4. Robin Hood as a high-minded Saxon yeoman

In the 19th century, new interpretations of the Robin Hood legend emerged. It was widely believed that Robin Hood was an Anglo-Saxon freedom fighter who was fiercely opposing Norman invaders at the time of the Norman Conquest of England.

Robin Hood

The most notable contributions to this incarnation of the Robin Hood legend are made by Walter Scott’s Ivanhoe and Augustin Thierry’s Histoire de la Conquête de l’Angleterre par les Normands (A History of the Conquest of England by the Normans. Robin Hood is very likely to have had Anglo-Saxon origins.

Robin Hood is presented as a follower of King Richard the Lionheart who helps the king and Wilfred Ivanhoe to fight against the monarch’s enemies. As a result of his displayed loyalty and honor, Robin is granted a royal pardon. Locksley is Robin Hood’s place of birth in Scott’s famous novel, and many other writers have their Robin grow up in this village. It appears that Scott took the name from an anonymous manuscript written in circa 1600.

 

5. Another incarnation of the Robin Hood legend: an alias

In the 20th century, John Maddicott suggested that “Robin Hood” was a nickname that was usually used by thieves. He claimed that a thief first used this alias in 1262, where the surname “Robehod” was given any man who was outlawed.
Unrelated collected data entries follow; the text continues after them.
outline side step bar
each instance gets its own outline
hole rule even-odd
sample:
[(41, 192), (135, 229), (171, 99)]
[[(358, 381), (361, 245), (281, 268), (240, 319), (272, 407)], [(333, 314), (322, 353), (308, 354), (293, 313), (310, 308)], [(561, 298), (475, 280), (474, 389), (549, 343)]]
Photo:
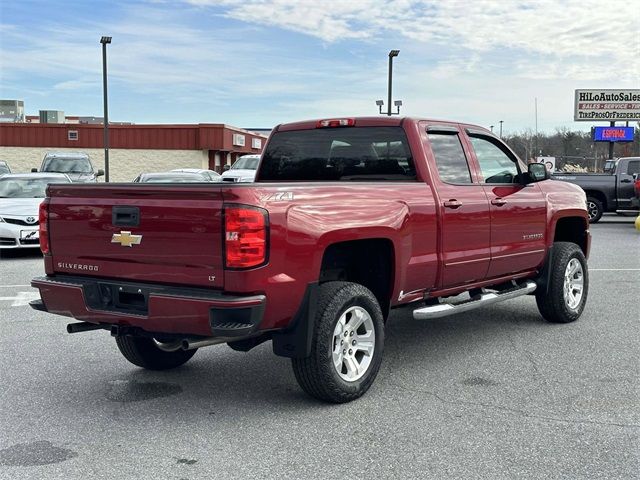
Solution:
[(431, 318), (446, 317), (454, 313), (468, 312), (478, 307), (491, 305), (492, 303), (503, 302), (512, 298), (528, 295), (535, 291), (537, 285), (535, 282), (527, 281), (522, 286), (503, 290), (502, 292), (483, 293), (478, 297), (473, 297), (466, 302), (452, 305), (450, 303), (441, 303), (438, 305), (429, 305), (427, 307), (417, 308), (413, 311), (413, 318), (416, 320), (428, 320)]

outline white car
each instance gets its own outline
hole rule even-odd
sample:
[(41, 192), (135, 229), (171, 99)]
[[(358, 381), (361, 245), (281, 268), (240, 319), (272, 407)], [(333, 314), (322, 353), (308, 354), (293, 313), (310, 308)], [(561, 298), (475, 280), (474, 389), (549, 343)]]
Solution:
[(71, 183), (64, 173), (0, 176), (0, 249), (39, 248), (38, 207), (50, 183)]
[(253, 182), (260, 162), (260, 155), (243, 155), (222, 173), (223, 182)]

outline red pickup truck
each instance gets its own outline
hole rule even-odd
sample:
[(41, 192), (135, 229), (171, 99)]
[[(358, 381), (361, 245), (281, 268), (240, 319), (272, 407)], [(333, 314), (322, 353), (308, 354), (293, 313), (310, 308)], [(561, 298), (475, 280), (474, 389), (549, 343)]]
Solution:
[(585, 194), (548, 178), (473, 125), (279, 125), (255, 183), (51, 185), (32, 306), (148, 369), (271, 340), (307, 393), (346, 402), (376, 377), (392, 308), (421, 321), (534, 294), (551, 322), (581, 315)]

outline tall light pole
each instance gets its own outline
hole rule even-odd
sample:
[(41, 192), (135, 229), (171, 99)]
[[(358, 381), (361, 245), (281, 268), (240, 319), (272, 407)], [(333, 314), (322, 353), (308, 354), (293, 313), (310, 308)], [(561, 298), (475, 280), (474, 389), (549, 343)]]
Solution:
[(536, 110), (536, 145), (533, 156), (537, 157), (538, 153), (538, 97), (535, 97), (535, 110)]
[[(400, 50), (391, 50), (389, 52), (389, 88), (387, 89), (387, 115), (391, 116), (391, 83), (393, 79), (393, 57), (397, 57)], [(400, 110), (400, 108), (398, 108)]]
[(109, 181), (109, 106), (107, 102), (107, 44), (111, 37), (102, 37), (102, 95), (104, 99), (104, 181)]
[(502, 120), (500, 120), (500, 138), (502, 138)]
[[(399, 115), (400, 114), (400, 107), (402, 106), (402, 100), (396, 100), (395, 102), (393, 102), (393, 104), (396, 107), (396, 111), (392, 112), (391, 111), (391, 87), (392, 87), (392, 82), (393, 82), (393, 57), (397, 57), (398, 54), (400, 53), (400, 50), (391, 50), (389, 52), (389, 85), (387, 88), (387, 113), (386, 115), (391, 116), (391, 115)], [(384, 105), (384, 102), (382, 100), (376, 100), (376, 105), (379, 108), (380, 114), (382, 114), (382, 106)]]

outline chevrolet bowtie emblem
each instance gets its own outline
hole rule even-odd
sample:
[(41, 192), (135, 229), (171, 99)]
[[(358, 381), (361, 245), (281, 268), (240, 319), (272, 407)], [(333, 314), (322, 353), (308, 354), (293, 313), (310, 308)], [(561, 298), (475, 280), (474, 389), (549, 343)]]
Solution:
[(111, 237), (111, 243), (119, 243), (123, 247), (131, 247), (131, 245), (140, 245), (142, 235), (131, 235), (131, 232), (121, 231), (114, 233)]

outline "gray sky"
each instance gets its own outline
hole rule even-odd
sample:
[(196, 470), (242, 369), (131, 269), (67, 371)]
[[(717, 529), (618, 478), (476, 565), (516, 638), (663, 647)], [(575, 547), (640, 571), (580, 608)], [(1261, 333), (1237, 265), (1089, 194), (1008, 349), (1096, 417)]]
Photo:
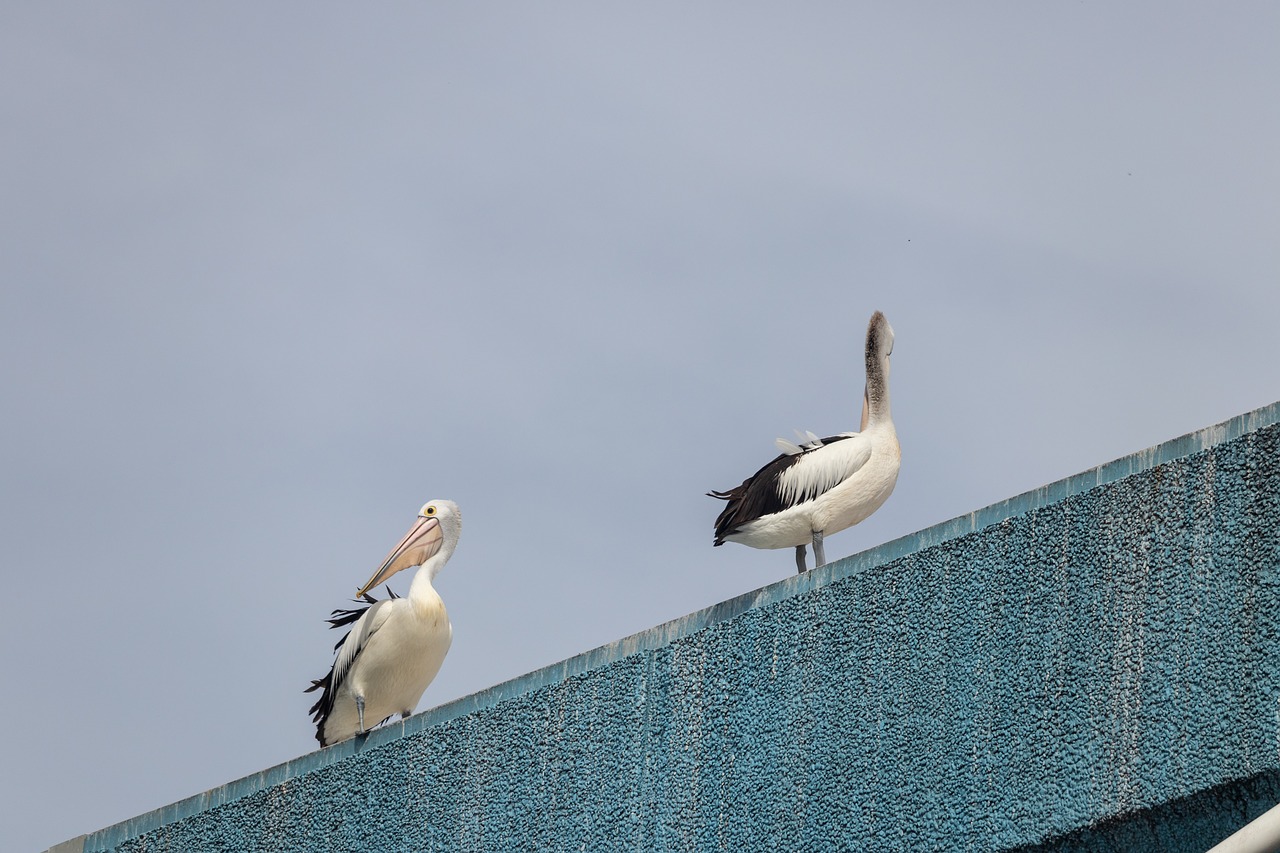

In the 16th century, it was believed that Robin Hood, the outlawed Earl of Huntingdon, had lived in Sherwood Forest in the reign of King Richard the Lionheart, when Richard was on Crusade. This interpretation of Robin’s life was first proposed by John Mair in his Historia Majoris Britanniæ of 1521, and it has been widely accepted since then. Almost all of the modern fictional and movie incarnations of the Robin Hood legend take this version of Robin Hood’s story as the truth.

Robin Hood

There are many theories about Robin Hood, but the end of Robin’s life is always the same. The aging and sick Robin goes, together with Little John, to Kirklees Priory near Huddersfield, in hope that his aunt, the prioress would tend to his wounds. Unfortunately, Robin and John are not aware that Sir Roger de Doncaster persuaded her to murder her nephew. The prioress slowly bled a wounded Robin to the death. The dying outlaw then asks Little John to bury him in the place where his last arrow would land, which his friend would then dutifully do.

 

There are many incarnations of the Robin Hood legend, and we will probably never know which of them is true. It seems that Robin Hood really existed and is not a product of fiction. Nevertheless, we don’t know who Robin was and when he lived. Everything is left to our imagination.